Getting Started
We wrote this text with a particular kind of student in mind. We imagined this student as having already taken a first year introductory course to archaeology, of the kind that surveys the field, its history, and its principle methods and theoretical positions. Very few courses of that kind include any depth in digital methods and theory, which is understandable when we look at the incredible variety of archaeological work, skills, and interests! Digital work is every bit as diverse as other kinds of archaeology, but it also presents its own particular challenges. One of these is the anxiety that comes when one first approaches the computer for anything more complex than word processing or a bit of social media. ‘What happens if I break it?’; ‘I’m not techy!’; ‘If I wanted to do computers, I wouldn’t have gone into this!’ are all actual student concerns that we have heard in our various classrooms.
It’ll be ok.
We take a pedagogical perspective that focuses on the learning that happens when we make things, when we experiment or otherwise play around with materials and computing, and especially, when/if things break. It’s a perspective that finds value in ‘failing gloriously’, in trying to push ourselves beyond our comfort level. The only thing that you will need therefore to be successful in learning some of the basic issues around digital archaeology is a willingness to consider why things didn’t work the way they ought to have, and a web browser. We built this textbook with its very own digital archaeology computer built right in! There’s nothing you can break on your own machine, nor does your machine have to be very powerful.

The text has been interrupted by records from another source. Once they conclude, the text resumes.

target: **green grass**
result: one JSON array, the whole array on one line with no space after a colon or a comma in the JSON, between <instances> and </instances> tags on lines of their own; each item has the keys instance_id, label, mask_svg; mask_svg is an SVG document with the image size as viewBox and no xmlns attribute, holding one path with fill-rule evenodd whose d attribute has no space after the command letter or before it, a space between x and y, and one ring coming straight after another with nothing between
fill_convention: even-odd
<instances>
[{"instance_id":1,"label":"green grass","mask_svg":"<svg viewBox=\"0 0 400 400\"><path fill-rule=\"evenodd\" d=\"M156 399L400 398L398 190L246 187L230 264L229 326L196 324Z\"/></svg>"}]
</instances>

Our hope for this volume is that it will provide you with the ability to work out what you need to know, what you don’t know, and how to creatively use the computational power of the devices available to you, to do better archaeology. Once you’ve outgrown this text, we strongly recommend that you visit the peer-reviewed collection of tutorials at The Programming Historian (which are available in English and Spanish and soon other languages). If you are more interested in the statistical side of digital archaeology, then you should consult Ben Marwick et al How to Do Archaeological Science Using R.